For some reason, something flickered across his face, almost like disappointment, maybe? It left this weird bitter feeling hanging in the air between us.
"I'll let you know once the divorce is finalized. If possible, I'd appreciate it if you could move out tonight," he said, his voice businesslike as he brushed past whatever that uncomfortable moment had been. Then he just turned and walked out of the kitchen.
It was painfully clear he had zero interest in talking about this any further. The conversation was over. Our marriage was over.
That same night, I found all my belongings thrown out on the front lawn. The housekeeper had wasted no time clearing me out of the house as soon as she'd heard about the divorce. It's not like she'd ever respected me anyway, but now that Adrian and I were officially splitting up, she didn't even bother pretending anymore. She was openly hostile.
"Serves you right, you gold-digging parasite! About damn time they decided to kick you out!" she shouted from the doorway, her voice dripping with satisfaction.

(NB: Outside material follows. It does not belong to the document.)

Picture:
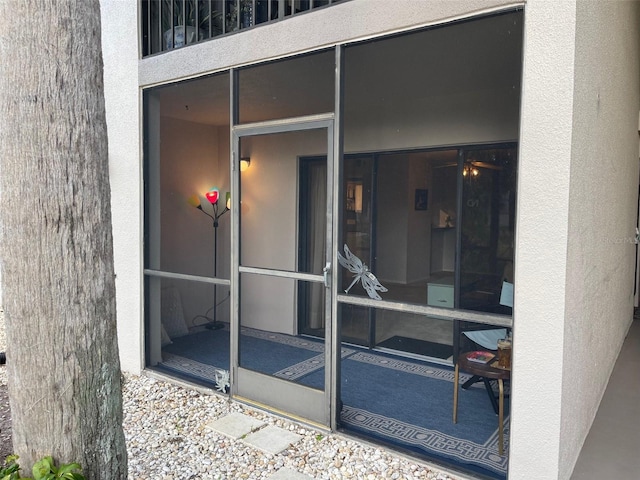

I crouched down on the cold grass and started gathering my scattered clothes, my books, my personal things that had been tossed around like garbage. The night air was freezing, and every gust of wind felt like it was rubbing salt directly into an open wound. My hands were shaking, from the cold or from trying not to cry. I wasn't sure anymore.
Just then, I heard the sound of a car pulling up behind me. A tall, elegant woman stepped out of an expensive black sedan.
"Ms. Whitmore! You're here! Welcome, welcome!" The housekeeper, who had literally just been screaming insults at me, immediately switched to this sickeningly sweet tone and practically ran to greet the new arrival.
But the woman, this Briar Whitmore person, didn't even glance at the housekeeper. She walked right past her like she didn't exist.
"Be careful with my things," Briar said coldly, her eyes fixed on the housekeeper who was now scrambling to grab designer luggage from the car. "If you break even a single item, you wouldn't be able to replace it if you worked your entire pathetic life."
I froze where I was kneeling on the grass, my arms full of my own cheap clothes. In just a few seconds, everything clicked into place in my head like puzzle pieces I'd been refusing to see.
This was her. This was the reason.
Briar Whitmore was the woman Adrian actually wanted. The woman he'd been waiting for. The reason our marriage had always felt so empty and one-sided.
I'd been nothing but a placeholder. A temporary obligation he'd been stuck with because of our grandfathers' friendship. And now that enough time had passed, now that his duty was fulfilled, he was finally free to be with the person he really loved.
My entire body felt numb, and not just from the cold anymore. My heart was breaking, actually physically breaking, but some part of me had known this was coming all along. I'd just been too stupid or too desperate to accept it.